The function levenshtein(string1, string2), defined in [string_metrics.py](https://github.com/NeuralSyntaxLab/birdsong_behavior_analysis/blob/main/helper_functions_song_sequence/string_metrics.py), implements the Levenshtein distance.

### Examples:

In [22]:
print(levenshtein('Brownies','Frown'))

4


### Character error rate
Since strings can be of different lengths it is not so useful to know the Levenstein distance. Instead, we normalize the Levenshtein distance by the length of the shorter string. This creates a metric that we term **The Character Error Rate**.

The function char_error_rate(string1, string2), defined in [string_metrics.py](https://github.com/NeuralSyntaxLab/birdsong_behavior_analysis/blob/main/helper_functions_song_sequence/string_metrics.py), implements this metric.

### Examples:

In [26]:
LEV_PARAMETRIZE = [
# adapted from https://github.com/toastdriven/pylev/blob/master/tests.py
    ("kitten", "sitting", 3),
    ("kitten", "kitten", 0),
    ("", "", 0),
    ("kitten", "", 6),
    ("", "sitting", 7),
    ("meilenstein", "levenshtein", 4),
    ("levenshtein", "frankenstein", 6),
    ("confide", "deceit", 6),
    ("CUNsperrICY", "conspiracy", 8),
    # case added to catch failure with our previous implementation from
    # https://en.wikibooks.org/wiki/Talk:Algorithm_Implementation/Strings/Levenshtein_('aabcc', 'bccdd', 4),
]
for source, target, expected in LEV_PARAMETRIZE:
    if len(target) == 0 and len(source) != 0:
        ser = 'value error'
    else:
        ser = char_error_rate(source, target)
    print(f'source: {source}, target: {target}\n\tvak: {ser}')

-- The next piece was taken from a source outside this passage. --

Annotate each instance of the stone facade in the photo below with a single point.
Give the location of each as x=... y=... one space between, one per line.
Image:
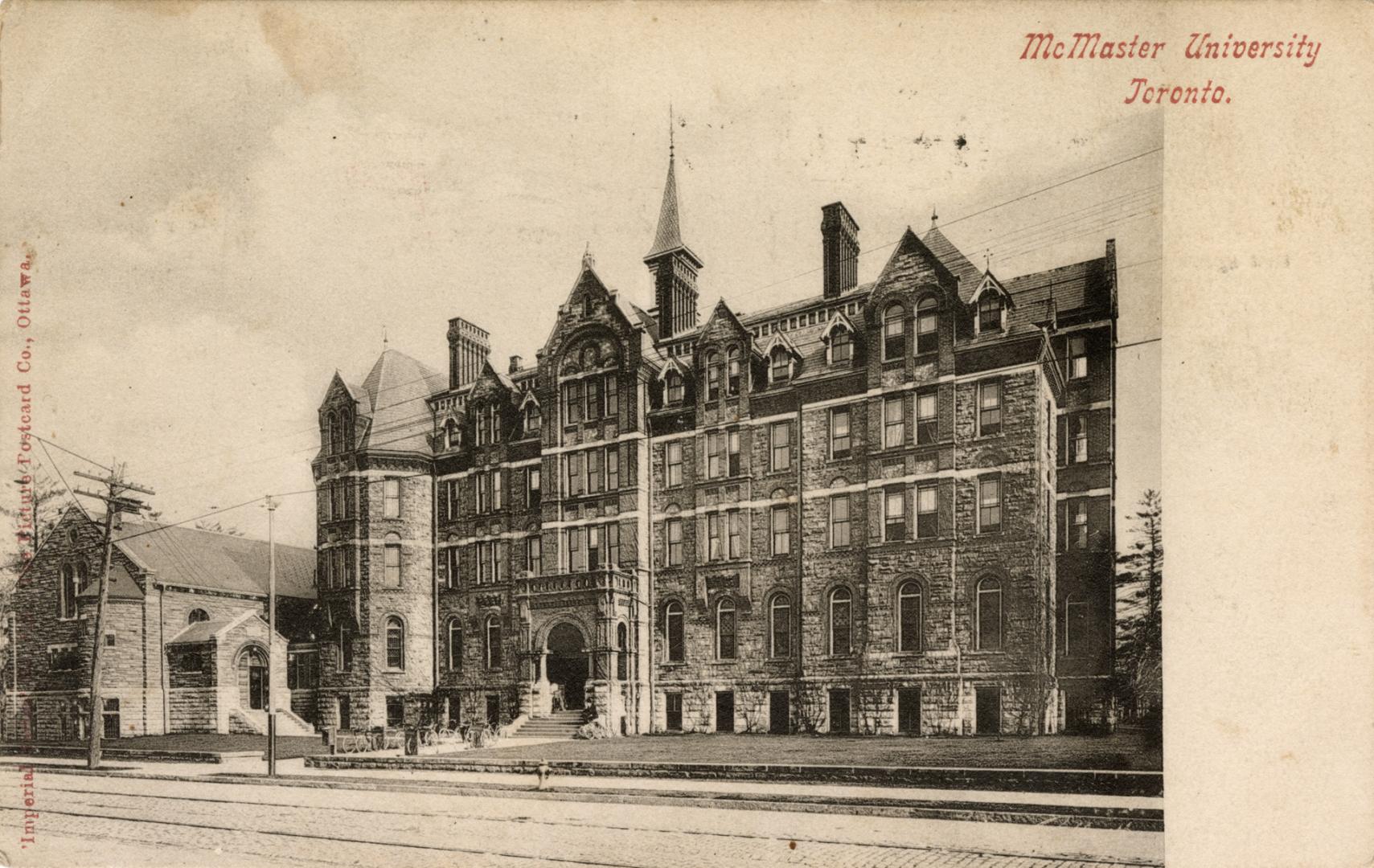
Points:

source: kitten, target: sitting
	vak: 0.42857142857142855
source: kitten, target: kitten
	vak: 0.0
source: , target: 
	vak: 0.0
source: kitten, target: 
	vak: value error
source: , target: sitting
	vak: 1.0
source: meilenstein, target: levenshtein
	vak: 0.36363636363636365
source: levenshtein, target: frankenstein
	vak: 0.5
source: confide, target: deceit
	vak: 1.0
source: CUNsperrICY, target: conspiracy
	vak: 0.8